国の玄関口にいた市バス
前回のイコンタ話で古の写真を引っ張り出してきたので、今日もまた昔ばなし。
会社を辞め、無職の癖に一か月間も旅行を堪能した訳ですが、当時のベトナムは1ヵ月しかビザが取れなかったので、楽しい旅行もハノイに10日ほど滞在したところで、お開きの時間が近づいてまいりました。
ニャチャンって町からハノイへは飛行機で夜に移動だったのでわからなかったのですが、当時のノイバイ空港(ハノイ)は、サイゴンのタンソンニャット空港に比べて随分と近代的できれいな空港でした。
ただ、ボーディングブリッジが無い空港では、飛行機と空港の建物を結ぶバスがありますよね?あのバスが神戸市バスやったんですよね。あれは驚きました。
空港への道
ベトナムって特に鉄道網が弱くて、タイのように空港から街へ出る高速鉄道や国鉄がある訳でもないのです。
なので、タクシーかバスなんですが、当時のベトナムではバスなんて何処走ってるかわからないので乗れませんし、タクシーは当然のようにぼったくって来るので常に緊張感を強いられる移動でした。
しかもタクシーの運転手は、ノキアのガラケー(海外では何て言うのが良いんだろう?)でメールしながら器用に運転するので更にヒヤヒヤです。飛行機乗ってた人が皆こんな感じだったとすると、良く事故が起こらんもんだと感心します。
ノイバイ空港
考えてみればハノイって町は、曲がりなりにもベトナム社会主義共和国の首都なわけで、旧南ベトナムの首都だったサイゴンよりも色々なところに力が入っていて当たり前なんですよね。
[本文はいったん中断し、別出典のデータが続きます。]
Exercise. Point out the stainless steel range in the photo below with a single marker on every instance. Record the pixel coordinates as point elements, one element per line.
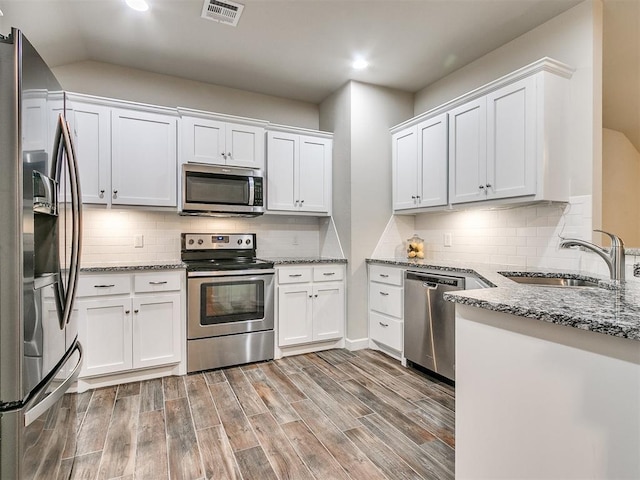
<point>229,301</point>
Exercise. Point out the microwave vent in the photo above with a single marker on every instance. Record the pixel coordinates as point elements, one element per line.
<point>223,11</point>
件のノイバイ空港も作りは立派なんですが、何と言うかソビエト的な雰囲気。運営者的には質実剛健と言いたいんでしょうが、利用者からみれば無機質で不愛想な印象を受けました。嫌いではないですけどね。そんな雰囲気。
余談ですが、空港内の売店にいるお姉ちゃんも高圧的で、共産国らしくて初めは面白かったんですが、乗り換え待ちが長かったので何回も利用していると、最後は腹が立ってくるぐらいに接客が下手くそでしたね。
極めつけは土産物屋の商品が1/2米弗ってプライスが多かったんですが、一個だけ買うと「ハーフダラー」とか言いながら1万ベトナムドンのお釣りを返してくるんです。
で、滞在時間が長いのでちょっと経ってから、再度お釣りでもらったハーフダラーってヤツを使おうとすると「それでは買えない」とか言い出す始末。あまりにおかしいと思って抗議しても、旗色が悪くなると聞こえないフリしやがります。
売り手側が全く高圧的なんで、社会主義の残り香を楽しみたいならハノイの方がお勧めです。腹立ちますけどね(笑)
本題の市バス
話が脱線しまくりですが、元に戻して
愈々、ベトナムともお別れとなってタクシーから無事に下りて搭乗手続きを済ませると、飛行機が見えて色々な感情が蘇ります。
因みに、ノイバイ空港は空軍と共用なんで滑走路ではMiG-21がタッチアンドゴーなんかしてるのを見ることができました。
当時は完全に写真撮影禁止の雰囲気で、思いっきり軍事施設なところにカメラを向けられないので、色々と撮れなかったのが悔やまれます。
さて、搭乗時間が近づいてきたところで搭乗予定の飛行機近くをみると、何やら見慣れたバスが停まってます。
よく見ると左ハンドルに魔改造されてますが、粉うことなき神戸市バスがカラーリングもそのままに停まっているではありませんか。
多分、いすゞか三菱製造のバスなんですが、異国で見るそれはひと月近く日本を離れていた我々に郷愁を植え付けるには十分なインパクトで、何より忘れられない思い出になりました。帰国の途に就く際に、飛行機へと誘う乗り物が、日本のしかも地方都市の市バスとは何とも感慨深いではありませんか。
なんて、妙な感慨に耽っていたのですが、飛行機へ向かう段になってやってきたのは最新の空港バス…肝心なところでやらかします。
まあ、市バスに乗ったことない訳では無いからエエかーなんて、自分をごまかしながら帰国の途に就いたのですが、今思えば結構惜しいことをしました。
前述の2013年にはもう近代化が進んでいたので、中古の市バスなんて影も形もありませんでした。残念。
それにしてもなんで神戸市の市バスだったんでしょうね?
色々と調べても、詳細が出てきません。
誰かご存知の方がおられましたら、お教えいたきたいです。